If Culpeper's herbal is to be believed, then the plant not only increased ones lust, but cured all manner of disease, broken bones and snakebites.

"The plant is venereal, and breeds seed exceedingly, and strengthens the spirit procreative; it is hot and moist, and under the celestial Balance.
The decoction of the root hereof in wine, is very effectual to open obstruction of the spleen and liver, and helps yellow jaundice, dropsy, pains of the loins, and wind cholic, provokes urine, and expels the stone, procures women's courses.

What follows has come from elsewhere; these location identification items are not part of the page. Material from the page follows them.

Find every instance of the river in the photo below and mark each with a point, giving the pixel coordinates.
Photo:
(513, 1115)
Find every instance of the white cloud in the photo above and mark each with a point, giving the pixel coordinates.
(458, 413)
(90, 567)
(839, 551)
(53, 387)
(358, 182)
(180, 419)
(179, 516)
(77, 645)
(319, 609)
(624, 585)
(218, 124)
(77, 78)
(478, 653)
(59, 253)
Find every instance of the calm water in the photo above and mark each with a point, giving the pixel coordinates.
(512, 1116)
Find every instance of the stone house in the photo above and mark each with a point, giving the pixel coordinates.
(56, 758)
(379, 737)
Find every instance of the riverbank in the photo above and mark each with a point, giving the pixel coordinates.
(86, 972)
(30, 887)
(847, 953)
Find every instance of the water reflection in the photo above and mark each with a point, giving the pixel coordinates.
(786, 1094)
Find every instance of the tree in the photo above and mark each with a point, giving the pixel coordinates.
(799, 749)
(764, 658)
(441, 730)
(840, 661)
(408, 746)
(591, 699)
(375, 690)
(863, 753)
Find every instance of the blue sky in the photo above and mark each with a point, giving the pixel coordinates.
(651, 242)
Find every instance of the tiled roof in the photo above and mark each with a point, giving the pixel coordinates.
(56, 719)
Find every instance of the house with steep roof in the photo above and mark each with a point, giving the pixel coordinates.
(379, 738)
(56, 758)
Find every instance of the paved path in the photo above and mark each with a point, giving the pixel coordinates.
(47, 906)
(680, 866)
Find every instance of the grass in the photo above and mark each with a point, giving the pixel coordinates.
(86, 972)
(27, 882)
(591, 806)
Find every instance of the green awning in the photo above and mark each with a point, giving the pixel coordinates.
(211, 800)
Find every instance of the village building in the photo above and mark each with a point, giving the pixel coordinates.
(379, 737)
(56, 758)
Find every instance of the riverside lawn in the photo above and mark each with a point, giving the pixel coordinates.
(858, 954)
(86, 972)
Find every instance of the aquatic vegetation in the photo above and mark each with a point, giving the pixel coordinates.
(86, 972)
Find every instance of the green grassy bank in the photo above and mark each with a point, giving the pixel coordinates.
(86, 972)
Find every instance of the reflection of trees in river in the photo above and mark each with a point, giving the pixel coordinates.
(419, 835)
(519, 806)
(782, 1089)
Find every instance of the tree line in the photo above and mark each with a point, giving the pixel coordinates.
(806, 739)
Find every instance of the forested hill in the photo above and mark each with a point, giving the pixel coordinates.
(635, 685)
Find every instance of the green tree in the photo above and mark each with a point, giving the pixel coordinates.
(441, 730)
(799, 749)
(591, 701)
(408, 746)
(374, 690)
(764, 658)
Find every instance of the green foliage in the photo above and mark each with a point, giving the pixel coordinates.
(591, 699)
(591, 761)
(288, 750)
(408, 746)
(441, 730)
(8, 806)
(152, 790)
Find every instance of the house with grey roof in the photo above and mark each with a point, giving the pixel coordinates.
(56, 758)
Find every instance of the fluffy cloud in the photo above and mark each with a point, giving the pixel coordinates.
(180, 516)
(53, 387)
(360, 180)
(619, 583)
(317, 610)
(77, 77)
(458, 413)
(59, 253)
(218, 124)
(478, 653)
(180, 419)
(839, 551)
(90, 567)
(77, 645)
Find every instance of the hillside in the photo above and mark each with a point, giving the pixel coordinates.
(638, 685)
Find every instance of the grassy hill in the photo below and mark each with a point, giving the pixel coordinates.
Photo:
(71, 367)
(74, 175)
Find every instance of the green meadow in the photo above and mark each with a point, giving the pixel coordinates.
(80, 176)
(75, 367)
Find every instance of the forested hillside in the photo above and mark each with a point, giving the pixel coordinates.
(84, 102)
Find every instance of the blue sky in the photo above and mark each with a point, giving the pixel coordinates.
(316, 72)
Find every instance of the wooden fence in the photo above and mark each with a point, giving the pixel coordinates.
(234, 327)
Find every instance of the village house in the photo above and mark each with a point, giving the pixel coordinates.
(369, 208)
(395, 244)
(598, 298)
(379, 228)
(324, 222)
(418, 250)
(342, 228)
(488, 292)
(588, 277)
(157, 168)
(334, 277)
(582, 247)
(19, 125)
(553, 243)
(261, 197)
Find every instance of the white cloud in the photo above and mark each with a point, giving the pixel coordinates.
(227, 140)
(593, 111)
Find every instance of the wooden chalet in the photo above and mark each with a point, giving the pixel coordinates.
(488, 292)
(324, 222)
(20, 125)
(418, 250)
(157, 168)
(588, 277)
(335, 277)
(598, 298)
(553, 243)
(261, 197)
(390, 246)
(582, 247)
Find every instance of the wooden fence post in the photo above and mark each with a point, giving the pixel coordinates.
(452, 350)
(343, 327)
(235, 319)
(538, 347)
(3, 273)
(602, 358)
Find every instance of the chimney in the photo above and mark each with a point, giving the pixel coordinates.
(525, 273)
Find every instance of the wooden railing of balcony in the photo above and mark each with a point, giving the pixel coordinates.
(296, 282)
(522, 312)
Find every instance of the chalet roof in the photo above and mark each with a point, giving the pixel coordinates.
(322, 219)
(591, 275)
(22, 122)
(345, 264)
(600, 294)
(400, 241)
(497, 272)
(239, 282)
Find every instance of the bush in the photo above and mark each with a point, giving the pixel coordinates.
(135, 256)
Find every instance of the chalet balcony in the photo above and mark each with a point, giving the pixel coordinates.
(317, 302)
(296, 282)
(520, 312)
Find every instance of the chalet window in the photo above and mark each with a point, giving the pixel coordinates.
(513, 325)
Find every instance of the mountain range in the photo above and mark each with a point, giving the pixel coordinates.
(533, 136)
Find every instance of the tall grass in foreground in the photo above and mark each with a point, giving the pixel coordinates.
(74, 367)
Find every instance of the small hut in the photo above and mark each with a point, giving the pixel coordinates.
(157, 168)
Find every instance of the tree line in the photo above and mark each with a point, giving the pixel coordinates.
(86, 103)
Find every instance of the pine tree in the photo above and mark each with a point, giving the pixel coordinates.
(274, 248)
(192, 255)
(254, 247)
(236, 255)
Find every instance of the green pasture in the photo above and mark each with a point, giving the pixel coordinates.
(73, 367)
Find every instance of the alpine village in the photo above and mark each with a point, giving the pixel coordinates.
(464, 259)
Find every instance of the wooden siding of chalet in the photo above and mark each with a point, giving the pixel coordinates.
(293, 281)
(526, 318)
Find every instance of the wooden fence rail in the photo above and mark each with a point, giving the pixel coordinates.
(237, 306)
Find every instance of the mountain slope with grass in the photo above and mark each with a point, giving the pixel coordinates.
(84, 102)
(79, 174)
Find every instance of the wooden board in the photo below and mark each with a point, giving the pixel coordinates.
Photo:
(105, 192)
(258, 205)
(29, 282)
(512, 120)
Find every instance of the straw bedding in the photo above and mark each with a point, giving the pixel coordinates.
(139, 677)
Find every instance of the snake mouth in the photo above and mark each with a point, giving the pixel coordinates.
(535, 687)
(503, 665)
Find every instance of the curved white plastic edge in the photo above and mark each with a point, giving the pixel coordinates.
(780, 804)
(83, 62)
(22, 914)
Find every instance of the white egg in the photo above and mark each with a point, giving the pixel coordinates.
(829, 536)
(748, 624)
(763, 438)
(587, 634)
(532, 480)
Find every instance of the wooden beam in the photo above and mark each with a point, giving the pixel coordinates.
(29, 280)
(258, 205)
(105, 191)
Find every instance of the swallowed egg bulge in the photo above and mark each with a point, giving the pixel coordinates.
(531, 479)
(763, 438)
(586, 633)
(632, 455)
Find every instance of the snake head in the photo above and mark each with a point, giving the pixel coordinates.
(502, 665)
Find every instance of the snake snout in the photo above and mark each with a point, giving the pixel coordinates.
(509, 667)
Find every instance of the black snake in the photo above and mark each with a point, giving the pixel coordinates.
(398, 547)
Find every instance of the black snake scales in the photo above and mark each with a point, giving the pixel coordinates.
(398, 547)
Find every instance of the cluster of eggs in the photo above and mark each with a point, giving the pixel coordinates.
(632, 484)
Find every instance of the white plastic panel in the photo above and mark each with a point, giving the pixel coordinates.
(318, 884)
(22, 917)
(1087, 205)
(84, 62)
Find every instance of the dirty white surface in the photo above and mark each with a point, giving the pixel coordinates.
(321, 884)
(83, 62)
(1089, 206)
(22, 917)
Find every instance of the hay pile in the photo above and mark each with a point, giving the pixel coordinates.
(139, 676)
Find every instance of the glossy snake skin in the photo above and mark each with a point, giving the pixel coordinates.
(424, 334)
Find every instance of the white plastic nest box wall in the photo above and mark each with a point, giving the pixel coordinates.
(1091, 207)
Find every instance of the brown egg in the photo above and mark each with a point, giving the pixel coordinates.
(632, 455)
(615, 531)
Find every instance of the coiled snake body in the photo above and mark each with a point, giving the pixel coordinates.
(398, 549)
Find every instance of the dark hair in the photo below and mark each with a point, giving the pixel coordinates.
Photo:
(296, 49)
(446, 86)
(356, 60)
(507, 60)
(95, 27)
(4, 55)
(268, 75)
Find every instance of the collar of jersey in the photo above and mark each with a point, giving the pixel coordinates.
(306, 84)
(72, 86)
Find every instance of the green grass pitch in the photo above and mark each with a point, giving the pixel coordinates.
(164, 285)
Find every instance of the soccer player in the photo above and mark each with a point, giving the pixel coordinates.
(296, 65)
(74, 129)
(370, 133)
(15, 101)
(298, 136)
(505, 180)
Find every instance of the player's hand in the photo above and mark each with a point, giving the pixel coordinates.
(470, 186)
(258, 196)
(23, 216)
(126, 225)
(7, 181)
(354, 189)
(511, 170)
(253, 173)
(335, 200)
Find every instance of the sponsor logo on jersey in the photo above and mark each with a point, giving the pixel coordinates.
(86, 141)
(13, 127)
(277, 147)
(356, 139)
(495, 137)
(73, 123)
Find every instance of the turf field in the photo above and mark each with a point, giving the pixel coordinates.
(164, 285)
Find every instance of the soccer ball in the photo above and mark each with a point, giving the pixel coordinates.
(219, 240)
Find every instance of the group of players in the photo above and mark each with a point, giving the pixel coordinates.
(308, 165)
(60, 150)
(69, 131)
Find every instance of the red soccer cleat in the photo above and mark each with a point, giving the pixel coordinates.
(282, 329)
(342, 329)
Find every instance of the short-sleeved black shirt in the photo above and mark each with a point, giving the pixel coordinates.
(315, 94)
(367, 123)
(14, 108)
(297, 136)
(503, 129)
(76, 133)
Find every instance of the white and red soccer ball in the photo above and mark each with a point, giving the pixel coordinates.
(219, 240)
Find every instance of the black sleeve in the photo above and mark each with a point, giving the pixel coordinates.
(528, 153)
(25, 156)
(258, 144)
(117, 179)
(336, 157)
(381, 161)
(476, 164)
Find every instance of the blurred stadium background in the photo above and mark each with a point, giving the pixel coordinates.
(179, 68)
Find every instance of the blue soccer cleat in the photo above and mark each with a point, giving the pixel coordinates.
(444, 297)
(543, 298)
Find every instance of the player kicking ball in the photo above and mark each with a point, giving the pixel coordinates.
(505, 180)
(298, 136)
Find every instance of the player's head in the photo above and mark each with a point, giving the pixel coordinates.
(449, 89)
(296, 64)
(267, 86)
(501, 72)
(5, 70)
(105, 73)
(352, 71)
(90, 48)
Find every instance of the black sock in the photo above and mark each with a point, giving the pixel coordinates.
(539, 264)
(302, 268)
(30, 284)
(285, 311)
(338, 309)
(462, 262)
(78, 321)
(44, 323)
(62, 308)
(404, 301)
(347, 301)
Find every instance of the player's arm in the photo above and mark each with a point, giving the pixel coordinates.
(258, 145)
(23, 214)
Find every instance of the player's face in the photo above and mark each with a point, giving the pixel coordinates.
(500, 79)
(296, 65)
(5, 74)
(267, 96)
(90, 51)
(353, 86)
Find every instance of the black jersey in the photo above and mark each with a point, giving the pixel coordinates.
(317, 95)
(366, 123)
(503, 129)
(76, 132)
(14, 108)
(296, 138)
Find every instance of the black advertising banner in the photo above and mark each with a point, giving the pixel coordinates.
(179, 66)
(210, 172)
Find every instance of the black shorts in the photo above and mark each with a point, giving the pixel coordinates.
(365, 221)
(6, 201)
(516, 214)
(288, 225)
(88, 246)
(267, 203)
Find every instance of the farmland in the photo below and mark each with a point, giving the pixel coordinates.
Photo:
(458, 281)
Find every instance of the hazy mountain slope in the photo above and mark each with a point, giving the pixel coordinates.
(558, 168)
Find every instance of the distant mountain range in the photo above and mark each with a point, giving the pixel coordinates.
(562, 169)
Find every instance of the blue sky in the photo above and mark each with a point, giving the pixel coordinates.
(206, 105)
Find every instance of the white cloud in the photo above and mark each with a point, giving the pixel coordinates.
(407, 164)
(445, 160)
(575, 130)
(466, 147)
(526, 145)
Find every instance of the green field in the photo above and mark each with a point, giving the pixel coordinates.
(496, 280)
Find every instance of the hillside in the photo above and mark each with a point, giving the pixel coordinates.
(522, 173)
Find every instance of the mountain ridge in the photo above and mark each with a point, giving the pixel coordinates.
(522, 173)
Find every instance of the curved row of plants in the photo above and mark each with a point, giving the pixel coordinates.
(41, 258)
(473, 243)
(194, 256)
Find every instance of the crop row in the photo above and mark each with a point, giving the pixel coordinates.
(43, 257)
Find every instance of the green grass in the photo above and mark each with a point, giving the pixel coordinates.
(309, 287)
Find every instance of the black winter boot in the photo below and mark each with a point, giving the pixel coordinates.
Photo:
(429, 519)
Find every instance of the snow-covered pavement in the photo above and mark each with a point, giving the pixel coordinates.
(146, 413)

The continued use of the decoction for fifteen days, taken fasting, and next to bedward, doth help the stranguary, the difficulty and stoppage of urine, and the stone, as well as all defects of the reins and kidneys; and if the said drink be continued longer, it is said that it cures the stone; it is found good against the French pox.
The roots bruised and applied outwardly, help the kernels of the throat, commonly called the king's evil; or taking inwardly, and applied to the place stung or bitten by any serpent, heal it speedily. If the roots be bruised, and boiled in old hog's grease, or salted lard, and broken bones, thorns &c. remaining in the flesh, they do not only draw them forth, but heal up the place again, gathering new flesh where it was consumed.
The juice of the leaves dropped into the ear, helps imposthumes therein.
The distilled water of the whole herb, when the leaves and stalks are young, is profitable drank for all the purpose aforesaid; and helps the melancholy of the heart, and is available in quartan and quotidian agues; as also for them that have their necks drawn awry, and cannot turn them without turning their whole body.